Both have been quoted at 12 months, one was done in 10 months and the other has been expedited by the Director of After Sales service - its only been 4 months so far on that one.
I've had communications problems with Richemont U.S. (similar to Dean with Richemont Canada). I'm also still waiting to hear back from VC on the watch that has been returned. I've written to both Richemont and VC about my concerns and expectations but have not gotten satisfactory replies yet. I know that the holidays and SIHH got in the way, but those are over and I expect business to get back to normal.
Based on what I've read from the other posters, my experience is not unique - actually less traumatic (i.e. James, I hope you get really good news very quickly). While VC has increased its staff and has a focus on service and restoration (according to interviews/articles in VC's Watchtime Special Edition), there are still gaps between desired vs. actual.

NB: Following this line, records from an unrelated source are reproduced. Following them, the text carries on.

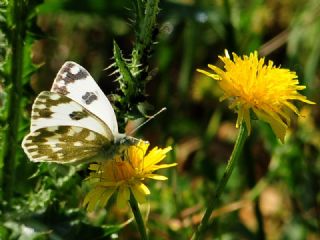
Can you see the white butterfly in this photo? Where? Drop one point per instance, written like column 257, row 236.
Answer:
column 73, row 122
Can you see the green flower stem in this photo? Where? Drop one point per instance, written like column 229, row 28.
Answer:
column 221, row 185
column 144, row 34
column 16, row 9
column 137, row 214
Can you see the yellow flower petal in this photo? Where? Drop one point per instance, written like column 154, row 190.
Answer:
column 126, row 171
column 252, row 84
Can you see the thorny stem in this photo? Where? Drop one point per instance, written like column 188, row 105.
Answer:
column 222, row 183
column 14, row 97
column 137, row 214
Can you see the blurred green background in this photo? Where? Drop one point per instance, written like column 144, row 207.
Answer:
column 274, row 192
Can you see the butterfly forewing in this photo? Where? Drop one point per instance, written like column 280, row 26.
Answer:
column 76, row 83
column 65, row 144
column 53, row 109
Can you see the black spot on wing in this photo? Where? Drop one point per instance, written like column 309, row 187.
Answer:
column 67, row 75
column 89, row 97
column 78, row 115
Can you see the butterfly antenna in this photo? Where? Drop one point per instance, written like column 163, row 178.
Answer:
column 148, row 120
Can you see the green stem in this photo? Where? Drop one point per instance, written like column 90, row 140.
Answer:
column 14, row 97
column 144, row 36
column 222, row 183
column 137, row 215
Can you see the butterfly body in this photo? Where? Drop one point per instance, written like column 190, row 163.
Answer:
column 73, row 122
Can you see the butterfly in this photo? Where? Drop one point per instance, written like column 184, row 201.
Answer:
column 73, row 122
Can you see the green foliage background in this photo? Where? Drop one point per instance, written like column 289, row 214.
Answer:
column 274, row 192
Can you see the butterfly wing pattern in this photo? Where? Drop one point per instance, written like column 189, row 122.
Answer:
column 72, row 123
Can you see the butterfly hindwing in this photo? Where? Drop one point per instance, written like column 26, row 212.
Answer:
column 65, row 144
column 76, row 83
column 53, row 109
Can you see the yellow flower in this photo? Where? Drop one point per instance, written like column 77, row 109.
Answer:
column 125, row 173
column 251, row 84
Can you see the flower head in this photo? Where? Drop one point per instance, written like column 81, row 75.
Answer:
column 125, row 173
column 253, row 85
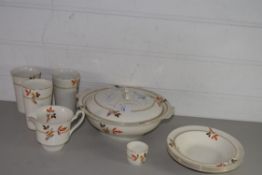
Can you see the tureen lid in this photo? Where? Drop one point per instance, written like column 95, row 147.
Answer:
column 123, row 104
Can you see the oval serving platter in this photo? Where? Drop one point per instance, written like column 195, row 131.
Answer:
column 205, row 149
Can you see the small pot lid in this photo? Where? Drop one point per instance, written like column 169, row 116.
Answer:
column 123, row 104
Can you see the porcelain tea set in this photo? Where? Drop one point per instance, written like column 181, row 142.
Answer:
column 118, row 111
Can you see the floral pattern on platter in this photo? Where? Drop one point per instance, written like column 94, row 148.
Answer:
column 32, row 94
column 107, row 130
column 114, row 113
column 223, row 164
column 50, row 114
column 50, row 132
column 74, row 82
column 212, row 134
column 172, row 143
column 138, row 157
column 160, row 100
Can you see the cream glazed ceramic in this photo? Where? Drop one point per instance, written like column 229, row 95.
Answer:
column 137, row 152
column 53, row 125
column 125, row 112
column 66, row 84
column 19, row 75
column 37, row 93
column 205, row 149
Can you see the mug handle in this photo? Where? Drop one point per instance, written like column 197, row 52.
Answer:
column 82, row 117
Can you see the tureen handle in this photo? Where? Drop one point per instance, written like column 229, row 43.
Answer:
column 78, row 114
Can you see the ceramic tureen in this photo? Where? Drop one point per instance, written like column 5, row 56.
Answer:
column 124, row 111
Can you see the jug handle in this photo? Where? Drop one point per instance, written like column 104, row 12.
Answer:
column 82, row 117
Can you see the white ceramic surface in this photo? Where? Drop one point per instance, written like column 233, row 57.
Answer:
column 19, row 75
column 66, row 84
column 137, row 152
column 205, row 149
column 53, row 125
column 37, row 93
column 124, row 111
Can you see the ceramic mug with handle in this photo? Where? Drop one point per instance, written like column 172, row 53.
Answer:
column 19, row 75
column 37, row 93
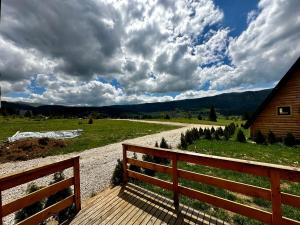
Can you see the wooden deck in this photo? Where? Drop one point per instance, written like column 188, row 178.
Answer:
column 134, row 205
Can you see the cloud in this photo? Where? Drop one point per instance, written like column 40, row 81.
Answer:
column 73, row 50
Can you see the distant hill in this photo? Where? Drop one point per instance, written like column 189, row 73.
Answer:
column 226, row 104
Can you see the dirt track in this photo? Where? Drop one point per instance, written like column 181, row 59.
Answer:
column 96, row 165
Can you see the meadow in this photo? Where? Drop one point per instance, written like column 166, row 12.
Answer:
column 100, row 133
column 275, row 153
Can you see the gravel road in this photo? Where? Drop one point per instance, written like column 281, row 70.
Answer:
column 96, row 165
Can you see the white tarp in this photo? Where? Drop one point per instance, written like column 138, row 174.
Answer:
column 63, row 134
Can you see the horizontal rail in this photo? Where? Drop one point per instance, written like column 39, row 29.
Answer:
column 275, row 173
column 157, row 182
column 36, row 196
column 151, row 166
column 49, row 211
column 14, row 180
column 17, row 179
column 258, row 214
column 227, row 184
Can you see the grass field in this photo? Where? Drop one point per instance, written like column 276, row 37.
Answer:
column 100, row 133
column 220, row 121
column 277, row 154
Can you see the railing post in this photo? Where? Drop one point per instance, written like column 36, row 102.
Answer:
column 1, row 218
column 175, row 181
column 76, row 172
column 276, row 198
column 125, row 172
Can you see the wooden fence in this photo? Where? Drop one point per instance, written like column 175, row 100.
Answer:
column 275, row 173
column 30, row 175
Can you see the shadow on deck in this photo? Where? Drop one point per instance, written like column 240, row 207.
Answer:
column 134, row 205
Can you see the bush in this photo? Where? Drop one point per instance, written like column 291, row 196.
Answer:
column 220, row 131
column 32, row 209
column 148, row 158
column 240, row 137
column 91, row 121
column 212, row 116
column 159, row 160
column 207, row 134
column 134, row 167
column 67, row 213
column 259, row 138
column 201, row 132
column 212, row 130
column 289, row 140
column 183, row 144
column 271, row 137
column 117, row 177
column 43, row 141
column 167, row 117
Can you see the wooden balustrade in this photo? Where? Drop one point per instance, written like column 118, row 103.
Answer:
column 17, row 179
column 275, row 173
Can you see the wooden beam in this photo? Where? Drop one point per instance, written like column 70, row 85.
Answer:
column 14, row 180
column 251, row 212
column 36, row 196
column 151, row 166
column 227, row 184
column 155, row 181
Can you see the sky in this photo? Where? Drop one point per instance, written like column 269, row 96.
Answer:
column 99, row 52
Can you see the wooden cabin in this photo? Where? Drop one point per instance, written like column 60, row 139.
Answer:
column 280, row 112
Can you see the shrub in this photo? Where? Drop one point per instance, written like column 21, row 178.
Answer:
column 240, row 137
column 226, row 133
column 167, row 117
column 117, row 177
column 212, row 116
column 159, row 160
column 217, row 137
column 188, row 137
column 201, row 132
column 183, row 144
column 289, row 140
column 43, row 141
column 67, row 213
column 259, row 138
column 148, row 158
column 134, row 167
column 207, row 134
column 220, row 131
column 91, row 121
column 271, row 137
column 32, row 209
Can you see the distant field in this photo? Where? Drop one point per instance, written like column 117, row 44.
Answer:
column 100, row 133
column 221, row 121
column 277, row 154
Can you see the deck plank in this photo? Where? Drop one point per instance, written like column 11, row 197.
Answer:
column 135, row 205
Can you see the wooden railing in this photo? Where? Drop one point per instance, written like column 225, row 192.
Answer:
column 275, row 173
column 33, row 174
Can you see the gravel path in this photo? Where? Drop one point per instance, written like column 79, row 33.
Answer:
column 96, row 165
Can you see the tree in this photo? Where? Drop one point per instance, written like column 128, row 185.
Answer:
column 212, row 116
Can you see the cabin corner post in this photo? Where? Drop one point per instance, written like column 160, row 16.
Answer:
column 76, row 169
column 175, row 181
column 125, row 171
column 276, row 198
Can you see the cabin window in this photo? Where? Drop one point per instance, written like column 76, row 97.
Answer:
column 285, row 110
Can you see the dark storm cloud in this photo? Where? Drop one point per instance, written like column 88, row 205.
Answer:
column 82, row 36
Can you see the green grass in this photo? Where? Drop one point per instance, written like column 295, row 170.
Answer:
column 220, row 121
column 100, row 133
column 277, row 154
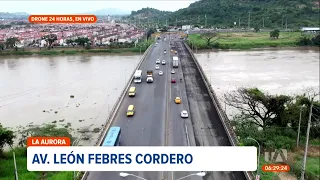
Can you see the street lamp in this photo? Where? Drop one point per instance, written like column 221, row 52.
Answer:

I'veluckily received some personal attention from the Director of After Sales Service and am grateful, he is a very dedicated individual with a passion for getting things done right. But I think he is facing the challenges of changing/re-engineering the after-sales service system (both internal within VC and the shared services between VC and Richemont). I'm afraid that this senior executive is putting out too many fires by himself, instead of being able to rely on a system to meet his performance expectations. Unfortunately, when quality and service standards rely on any one individual (no matter how dedicated), it is impossible to extinguish all the fires in a manner that is satisfactory to each and every stakeholder. I believe the results are being displayed in the previous posts.
My experience with watch company service is limited to 2 companies, but I had to send in a brand new Omega watch for full-service only 3 months after buying it due to slow and inconsistent performance. It has just started acting up again. The original service was provided at an Omega Flaship Store under original warranty service and this new service is being done under the previous service's one year warranty (luckily, I made it in time, just under the wire by 4 days). I'm very surprised that the watch would have these problems (running slow and only working for 15-20 hours after being fully wound, even with it being an automatic) after being fully serviced only a year ago. Service is recommended at 5 year intervals and this is a co-axial movement that is supposed to have less reliability and oil related issues. I guess this shows to me what I've read others say about Swiss watch after sales service and support - that in general, there is much room for improvement. There was an interesting article on this in the New York Times a few months ago, but I can't recall the exact date.
Given these experiences, I would still send my watches to their authorized service centers and plan on sending 2 more vintage VCs into the Spa this year. For vintage watches, though they are not perfect, I believe VC does still have the most complete knowledge and experience in making the watch "as good as new". For newer watches, the local regional service centers should be able to do the work. I will send my newer ones into the VC Maison in Shanghai, as I know and trust the master watchmaker and don't have to deal with Richemont or other delivery, 3rd party, issues.